Sorry ladies: Herjavec is married with three gorgeous children, and yes, his baby blues resemble the azure waters that lap upon Dubrovnik’s shores. “I do get that I’m the ‘good-looking’ guy on Dragon’s Den and Shark Tank. I say ‘thank you’ but it’s all relative. Look at who I’m competing with; it’s not much of a contest,” Herjavec says with a laugh as he coasts across glossy marbled floors towards a winding staircase, hidden behind a secret passageway. “This was recovered from a centuries-old fire hall in England,” he explains, before bounding with infectious energy up the flight of steps that leads to his personal office. “My wife says my study is my cave.” Next is his stunning indoor pool, complete with Grecian statues, 50-plus windows and stately columns. He holds a membership at the exclusive Granite Club on Bayview Avenue, where he boosts his self-esteem and maintains marathon-strength for his running relays. “I run like a maniac. I had lunch with Donovan Bailey the other day – he’s in great shape as you can imagine – and he was saying ‘Oh, you don’t have to run that much. Look at me, I never work out.’ Me, I look at food, and I gain weight; it’s incredible. So I run a lot, at least five times a week minimum.” This allows him the pleasure of slipping into the crème de la crème of designer duds: Tom Ford suits. “I love the cut and design,” he gushes, unveiling rows upon rows of his tailored dress shirts, pants and blazers, gracefully suspended in his mirrored armoire. “It’s an extreme suit; powerful and well-tailored, and just happens to fit my body – if I’m in shape! I gain a pound, and right back to the Canali.”

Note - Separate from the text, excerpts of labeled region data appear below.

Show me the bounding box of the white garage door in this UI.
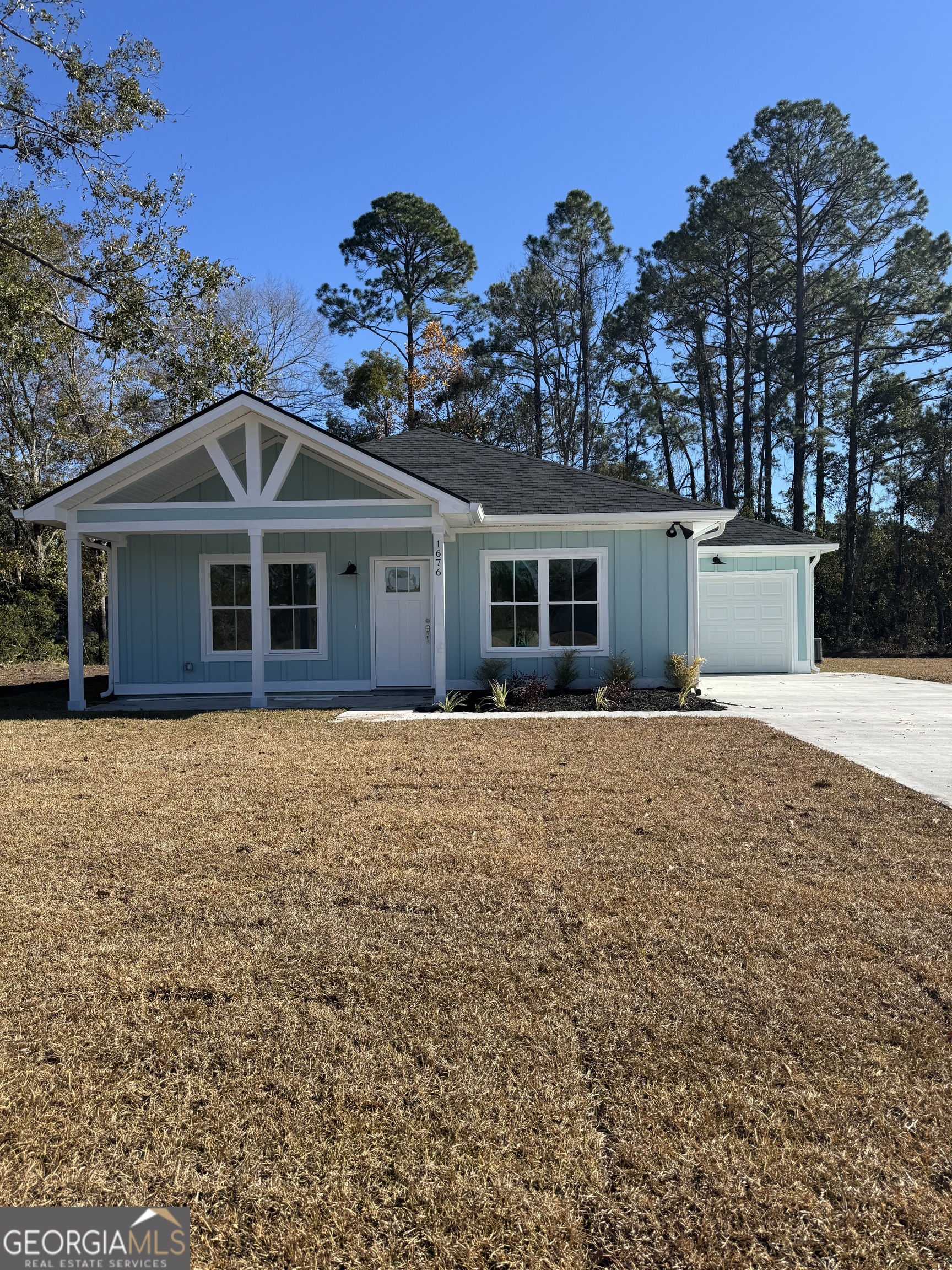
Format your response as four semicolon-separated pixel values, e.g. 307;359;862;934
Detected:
700;573;793;674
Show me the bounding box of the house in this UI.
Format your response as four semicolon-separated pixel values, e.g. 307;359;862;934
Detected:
18;392;834;710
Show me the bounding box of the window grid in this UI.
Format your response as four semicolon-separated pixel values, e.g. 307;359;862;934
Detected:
484;548;605;655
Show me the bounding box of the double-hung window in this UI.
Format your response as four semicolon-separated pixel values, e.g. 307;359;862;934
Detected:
481;547;608;656
202;554;327;661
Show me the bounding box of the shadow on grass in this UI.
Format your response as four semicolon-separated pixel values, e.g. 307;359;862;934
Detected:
0;674;223;720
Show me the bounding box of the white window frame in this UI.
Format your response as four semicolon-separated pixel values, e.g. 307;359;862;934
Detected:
198;551;327;661
480;547;608;658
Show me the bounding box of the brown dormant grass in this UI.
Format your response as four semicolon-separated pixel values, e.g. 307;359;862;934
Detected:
823;656;952;684
0;661;108;688
0;711;952;1270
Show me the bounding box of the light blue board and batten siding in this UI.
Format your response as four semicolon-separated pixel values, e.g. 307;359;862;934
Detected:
698;555;810;661
446;530;688;685
117;530;433;687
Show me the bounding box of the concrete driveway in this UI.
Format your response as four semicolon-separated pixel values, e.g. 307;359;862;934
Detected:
702;674;952;806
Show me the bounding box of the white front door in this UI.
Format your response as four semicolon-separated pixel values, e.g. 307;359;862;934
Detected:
373;557;433;688
698;572;794;674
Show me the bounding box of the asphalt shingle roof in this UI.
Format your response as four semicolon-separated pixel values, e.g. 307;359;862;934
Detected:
360;428;715;519
708;515;825;550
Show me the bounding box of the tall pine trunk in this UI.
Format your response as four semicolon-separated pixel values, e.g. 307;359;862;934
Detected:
815;356;826;537
723;283;738;507
740;238;754;513
789;223;806;534
843;321;863;635
760;335;773;525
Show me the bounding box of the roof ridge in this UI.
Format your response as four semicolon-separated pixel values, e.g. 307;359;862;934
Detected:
367;424;728;512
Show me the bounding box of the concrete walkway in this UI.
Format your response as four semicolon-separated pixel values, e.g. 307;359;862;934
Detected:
703;674;952;806
338;674;952;806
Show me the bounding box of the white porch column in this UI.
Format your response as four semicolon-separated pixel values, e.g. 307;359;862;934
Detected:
247;530;269;710
433;528;447;701
66;531;86;710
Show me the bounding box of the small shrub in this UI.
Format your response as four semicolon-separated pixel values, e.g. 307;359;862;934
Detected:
664;653;706;710
552;648;579;692
483;680;509;710
437;692;466;714
509;671;548;706
602;653;635;698
473;656;509;692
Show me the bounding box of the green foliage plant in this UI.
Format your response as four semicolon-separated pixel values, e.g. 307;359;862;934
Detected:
483;680;509;710
664;653;707;710
552;648;579;692
473;656;509;692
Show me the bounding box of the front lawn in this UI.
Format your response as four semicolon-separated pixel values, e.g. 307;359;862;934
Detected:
823;656;952;684
0;710;952;1270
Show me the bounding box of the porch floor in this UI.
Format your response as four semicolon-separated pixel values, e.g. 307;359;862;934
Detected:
86;688;433;714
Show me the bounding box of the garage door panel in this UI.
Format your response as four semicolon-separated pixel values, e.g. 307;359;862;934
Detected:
698;573;794;674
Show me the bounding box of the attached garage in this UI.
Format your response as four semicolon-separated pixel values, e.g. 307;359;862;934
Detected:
697;515;836;674
700;572;796;674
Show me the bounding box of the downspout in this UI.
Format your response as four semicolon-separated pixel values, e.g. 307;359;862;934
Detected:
806;551;821;674
688;521;727;684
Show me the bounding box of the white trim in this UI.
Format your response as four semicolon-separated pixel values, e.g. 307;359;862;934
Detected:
480;547;608;658
474;512;738;537
367;555;436;693
66;531;86;710
247;530;269;710
18;394;469;522
114;680;375;697
245;415;262;503
698;569;803;680
262;437;299;503
197;551;329;665
698;540;839;559
68;518;442;539
81;498;411;514
431;528;447;701
205;437;247;507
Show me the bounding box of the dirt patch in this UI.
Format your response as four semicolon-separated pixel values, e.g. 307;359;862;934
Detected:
823;656;952;684
418;688;727;714
0;711;952;1270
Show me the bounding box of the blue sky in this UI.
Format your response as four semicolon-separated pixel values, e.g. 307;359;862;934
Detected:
85;0;952;353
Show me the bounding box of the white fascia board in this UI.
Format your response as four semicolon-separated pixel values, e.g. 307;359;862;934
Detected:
68;515;443;539
23;396;469;523
474;512;736;534
697;539;839;557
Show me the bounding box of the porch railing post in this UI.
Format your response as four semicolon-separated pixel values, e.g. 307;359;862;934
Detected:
247;530;268;710
433;528;447;701
66;531;86;710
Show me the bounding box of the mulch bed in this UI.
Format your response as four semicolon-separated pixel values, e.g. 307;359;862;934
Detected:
418;688;727;714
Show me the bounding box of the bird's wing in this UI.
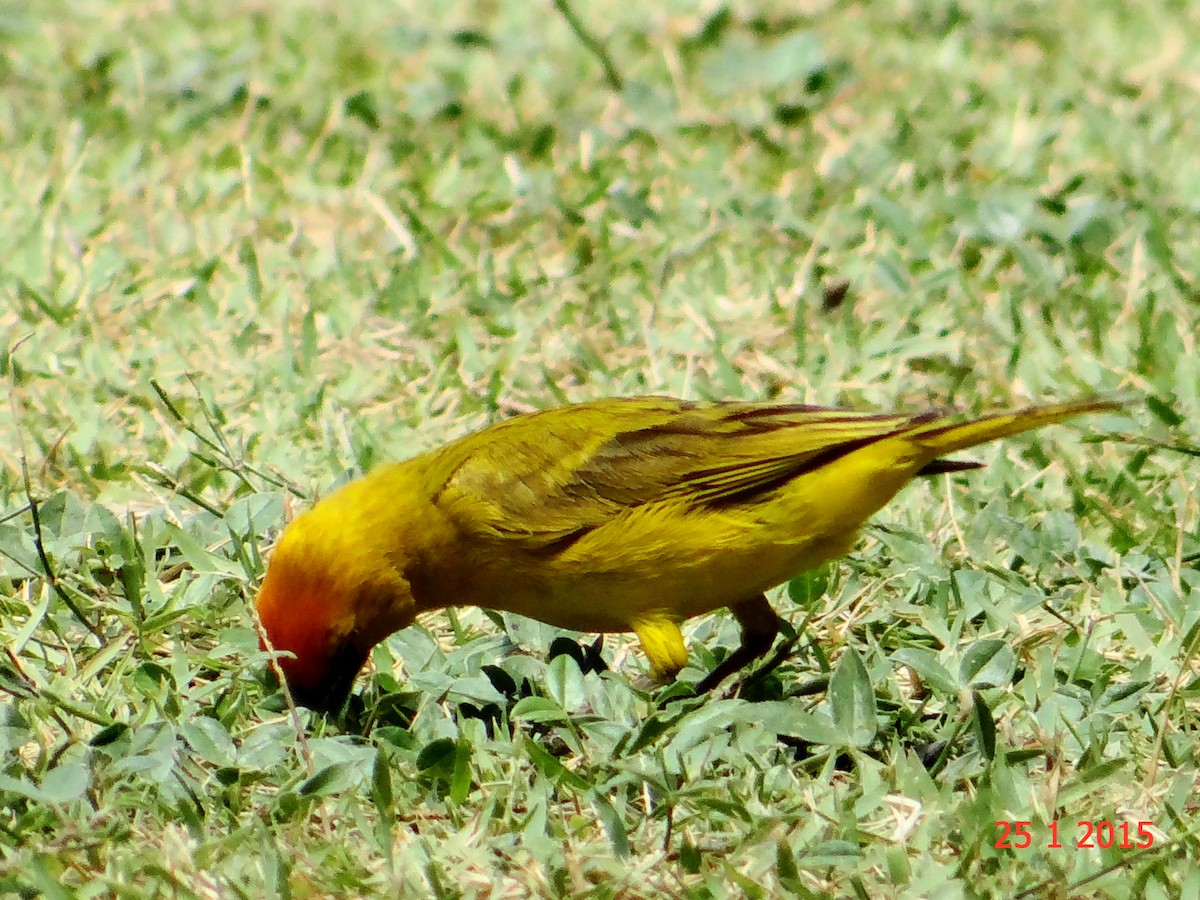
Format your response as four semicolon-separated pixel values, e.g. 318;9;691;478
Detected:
437;397;936;548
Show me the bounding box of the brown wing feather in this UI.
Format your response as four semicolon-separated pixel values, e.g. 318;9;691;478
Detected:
438;397;936;548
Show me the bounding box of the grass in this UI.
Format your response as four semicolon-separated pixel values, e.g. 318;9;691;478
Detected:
0;0;1200;898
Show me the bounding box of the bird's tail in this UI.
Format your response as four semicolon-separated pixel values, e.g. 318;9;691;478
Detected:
905;397;1122;460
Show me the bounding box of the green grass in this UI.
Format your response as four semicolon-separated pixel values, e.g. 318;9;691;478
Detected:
0;0;1200;898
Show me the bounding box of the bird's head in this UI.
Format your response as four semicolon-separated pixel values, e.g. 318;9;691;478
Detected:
256;484;415;712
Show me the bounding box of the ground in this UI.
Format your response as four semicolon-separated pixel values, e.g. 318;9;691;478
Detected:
0;0;1200;898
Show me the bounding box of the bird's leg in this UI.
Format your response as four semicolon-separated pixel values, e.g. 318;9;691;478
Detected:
696;594;779;694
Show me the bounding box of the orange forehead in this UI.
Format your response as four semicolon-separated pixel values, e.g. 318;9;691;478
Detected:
256;558;336;688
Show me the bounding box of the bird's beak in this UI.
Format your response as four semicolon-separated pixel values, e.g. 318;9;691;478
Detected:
288;641;367;715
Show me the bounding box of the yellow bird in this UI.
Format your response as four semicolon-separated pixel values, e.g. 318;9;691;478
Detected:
250;397;1118;710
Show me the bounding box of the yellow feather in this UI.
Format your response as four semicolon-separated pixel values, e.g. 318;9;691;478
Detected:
258;397;1118;708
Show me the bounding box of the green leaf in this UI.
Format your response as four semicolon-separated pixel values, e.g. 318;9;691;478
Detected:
971;691;996;760
42;762;91;803
592;788;629;859
892;647;959;695
829;647;878;748
959;637;1016;689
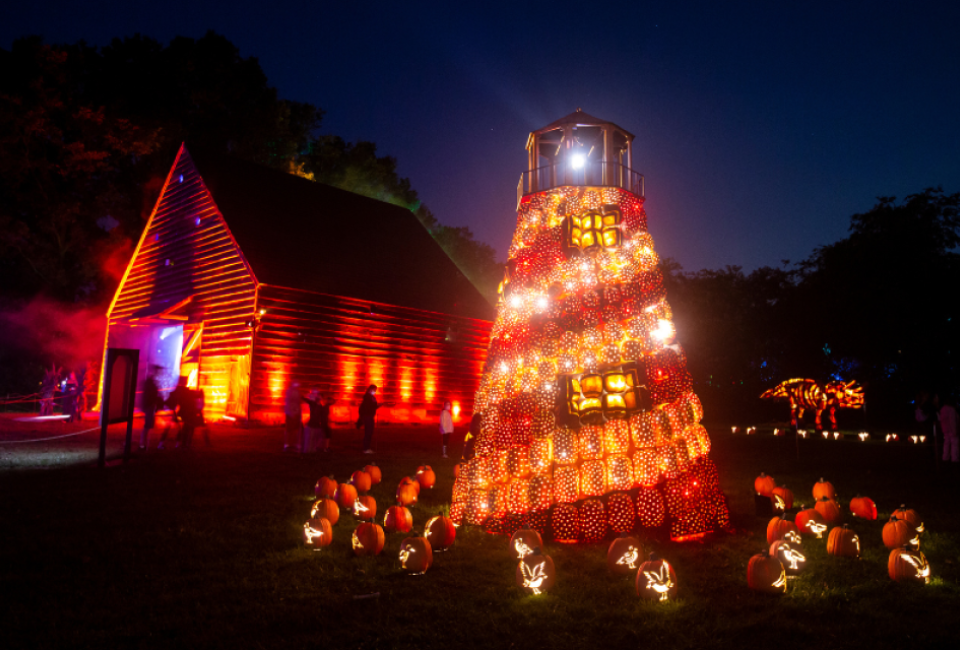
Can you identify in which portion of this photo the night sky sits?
[0,0,960,271]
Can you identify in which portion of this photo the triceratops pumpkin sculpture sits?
[760,379,863,431]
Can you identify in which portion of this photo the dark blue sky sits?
[0,0,960,271]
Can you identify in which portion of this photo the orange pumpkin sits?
[767,517,799,544]
[607,533,643,575]
[423,512,457,552]
[827,524,860,558]
[510,527,543,560]
[383,506,413,533]
[814,497,843,524]
[813,477,837,501]
[753,472,777,497]
[353,523,383,557]
[350,469,373,494]
[303,517,333,551]
[334,483,357,510]
[747,549,787,594]
[887,546,930,584]
[400,537,433,575]
[415,465,437,490]
[635,553,677,602]
[850,494,877,521]
[313,476,337,499]
[310,498,340,526]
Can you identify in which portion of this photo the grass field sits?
[0,418,960,649]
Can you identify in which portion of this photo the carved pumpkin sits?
[747,549,787,594]
[353,495,377,521]
[310,497,340,526]
[887,546,930,584]
[813,477,837,501]
[794,506,827,539]
[383,506,413,533]
[400,537,433,575]
[636,553,677,602]
[363,463,383,485]
[303,517,333,551]
[883,517,920,549]
[510,527,543,560]
[517,548,557,594]
[770,539,807,576]
[767,517,799,544]
[415,465,437,490]
[423,512,457,552]
[753,472,777,497]
[350,469,373,494]
[607,534,643,575]
[353,523,383,557]
[334,483,357,510]
[313,476,337,499]
[814,497,843,524]
[850,494,877,521]
[827,524,860,558]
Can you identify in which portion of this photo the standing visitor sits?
[440,402,453,458]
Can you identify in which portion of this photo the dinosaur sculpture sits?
[760,379,863,431]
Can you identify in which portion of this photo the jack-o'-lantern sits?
[517,548,557,594]
[850,494,877,521]
[510,527,543,560]
[303,517,333,551]
[747,549,787,594]
[310,497,340,526]
[400,537,433,575]
[383,506,413,533]
[753,472,777,497]
[827,524,860,558]
[607,533,643,575]
[770,539,807,576]
[414,465,437,490]
[887,546,930,584]
[636,553,677,602]
[353,523,383,557]
[423,512,457,552]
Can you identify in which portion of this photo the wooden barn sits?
[106,146,493,423]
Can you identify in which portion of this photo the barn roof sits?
[184,147,494,320]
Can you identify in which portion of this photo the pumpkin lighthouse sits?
[451,110,729,543]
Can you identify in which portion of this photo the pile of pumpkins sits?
[747,473,930,593]
[303,464,457,574]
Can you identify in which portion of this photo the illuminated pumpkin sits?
[850,494,877,521]
[353,523,383,557]
[510,526,543,560]
[335,483,357,510]
[753,472,777,497]
[310,497,340,526]
[607,534,643,575]
[313,476,337,499]
[767,517,798,544]
[423,512,457,552]
[813,477,837,501]
[400,537,433,575]
[383,506,413,533]
[303,517,333,551]
[827,524,860,558]
[363,463,383,485]
[350,469,373,494]
[517,548,557,594]
[353,495,377,521]
[747,549,787,594]
[887,546,930,584]
[415,465,437,490]
[636,553,677,602]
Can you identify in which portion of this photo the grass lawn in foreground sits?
[0,418,960,649]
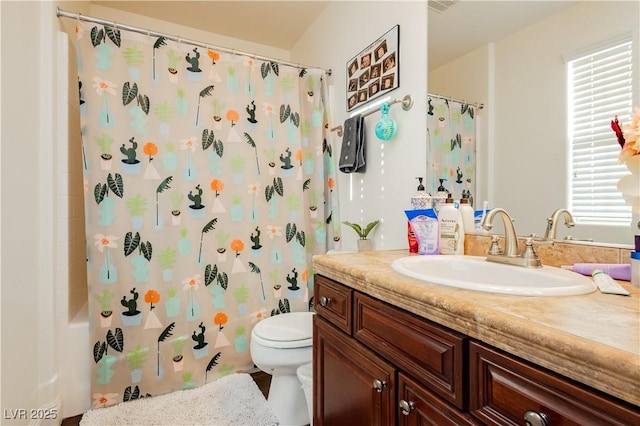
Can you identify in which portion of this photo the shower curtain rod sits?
[427,93,484,109]
[56,7,331,75]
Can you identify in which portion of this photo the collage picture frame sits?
[346,25,400,111]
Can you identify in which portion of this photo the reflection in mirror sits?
[427,0,640,245]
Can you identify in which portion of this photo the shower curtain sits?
[425,96,476,206]
[77,23,340,407]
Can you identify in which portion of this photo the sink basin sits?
[391,256,597,296]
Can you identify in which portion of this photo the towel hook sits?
[402,95,413,111]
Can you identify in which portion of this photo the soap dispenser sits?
[411,177,432,210]
[433,179,453,214]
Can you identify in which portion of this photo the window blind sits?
[568,36,633,226]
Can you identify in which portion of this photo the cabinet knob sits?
[399,399,415,416]
[373,379,387,392]
[524,410,551,426]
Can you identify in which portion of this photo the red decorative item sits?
[611,115,624,148]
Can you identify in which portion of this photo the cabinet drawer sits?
[469,342,640,426]
[313,275,353,334]
[398,373,481,426]
[353,292,468,409]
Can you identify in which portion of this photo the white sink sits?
[391,255,597,296]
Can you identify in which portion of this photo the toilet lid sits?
[253,312,314,342]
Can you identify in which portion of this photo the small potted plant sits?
[342,220,380,251]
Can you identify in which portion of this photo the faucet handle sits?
[488,235,504,255]
[522,237,553,268]
[524,234,555,247]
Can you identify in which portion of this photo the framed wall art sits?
[347,25,400,111]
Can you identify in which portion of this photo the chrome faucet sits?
[544,209,576,240]
[482,208,542,268]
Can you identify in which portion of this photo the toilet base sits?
[267,371,309,426]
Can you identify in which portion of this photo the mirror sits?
[428,1,640,245]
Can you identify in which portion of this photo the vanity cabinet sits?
[313,275,640,426]
[469,342,640,426]
[313,275,479,426]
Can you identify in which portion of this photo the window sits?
[568,35,637,226]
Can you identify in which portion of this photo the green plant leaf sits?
[244,132,256,148]
[207,352,222,371]
[138,95,149,115]
[285,223,297,242]
[273,177,284,197]
[296,231,306,247]
[140,241,153,262]
[93,341,107,364]
[91,27,104,47]
[260,63,271,80]
[107,327,124,352]
[213,140,224,158]
[122,81,138,106]
[153,37,167,49]
[202,129,214,151]
[202,217,218,233]
[291,112,300,127]
[249,262,260,274]
[156,176,173,194]
[158,321,176,342]
[204,265,218,287]
[278,299,291,314]
[280,104,291,123]
[123,231,140,256]
[104,27,120,47]
[200,85,213,98]
[93,183,107,204]
[107,173,124,198]
[264,185,273,202]
[218,272,229,290]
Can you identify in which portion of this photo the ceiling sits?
[91,0,578,69]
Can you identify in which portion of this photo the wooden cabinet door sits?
[397,372,481,426]
[313,315,396,426]
[469,342,640,426]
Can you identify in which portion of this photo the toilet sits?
[250,312,314,426]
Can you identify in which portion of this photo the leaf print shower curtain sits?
[77,23,339,407]
[425,96,476,203]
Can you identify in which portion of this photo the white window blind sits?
[568,36,637,226]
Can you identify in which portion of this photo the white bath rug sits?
[80,373,278,426]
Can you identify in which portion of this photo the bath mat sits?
[80,373,278,426]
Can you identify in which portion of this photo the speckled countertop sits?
[313,250,640,406]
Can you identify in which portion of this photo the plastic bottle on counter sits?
[438,194,464,254]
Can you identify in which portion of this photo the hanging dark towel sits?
[338,114,366,173]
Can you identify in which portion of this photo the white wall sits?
[428,45,494,209]
[291,1,427,250]
[429,1,640,244]
[0,2,59,425]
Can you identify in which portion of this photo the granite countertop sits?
[313,250,640,405]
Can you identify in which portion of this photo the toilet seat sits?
[251,312,314,349]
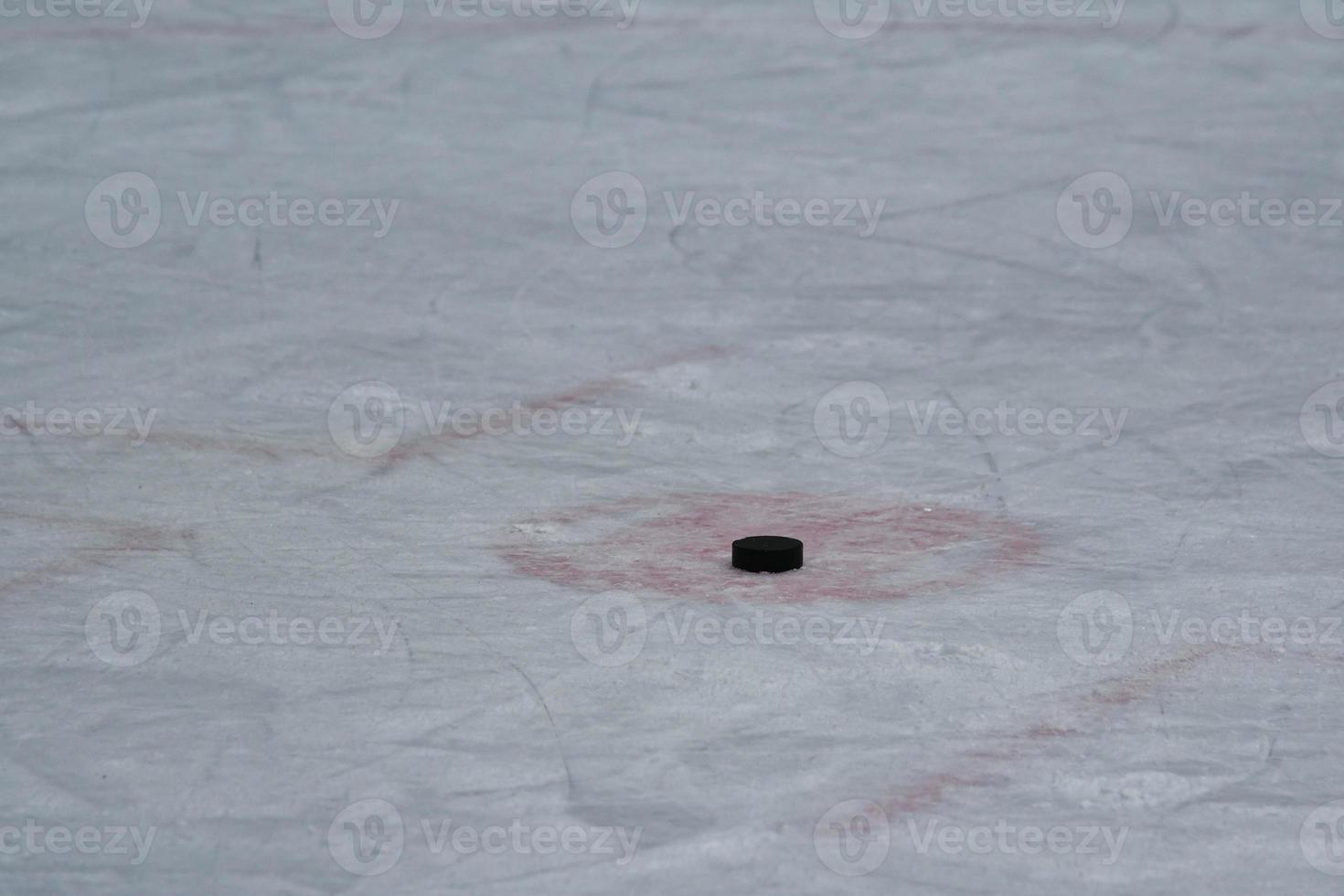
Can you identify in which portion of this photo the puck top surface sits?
[732,535,803,572]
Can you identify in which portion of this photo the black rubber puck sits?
[732,535,803,572]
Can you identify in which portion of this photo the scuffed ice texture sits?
[0,0,1344,896]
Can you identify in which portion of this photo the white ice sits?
[0,0,1344,896]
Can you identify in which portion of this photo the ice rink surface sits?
[0,0,1344,896]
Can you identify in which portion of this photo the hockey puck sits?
[732,535,803,572]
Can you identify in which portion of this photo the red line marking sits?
[498,495,1040,603]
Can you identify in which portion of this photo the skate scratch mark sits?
[0,510,197,595]
[497,493,1041,603]
[375,346,726,475]
[878,645,1216,816]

Herjavec isn’t shy to reveal that he has lost 15 pounds recently, a feat that seems pretentious on the surface but in actuality reflects the adversity he felt during his childhood. “It took me years to not feel inferior. It’s not a Freudian thing; it’s just that being a poor immigrant, everyone made fun of me, so it took me a long time to make myself feel that I was OK. I was a geeky looking chubby kid, which didn’t help.” He is also guilty of having played the accordion.
His early days aside, Herjavec possesses the wit and fortitude of a man who knows what he wants. “I love Bolívar cigars, potato chips and Scotch. Not all at the same time, by the way.”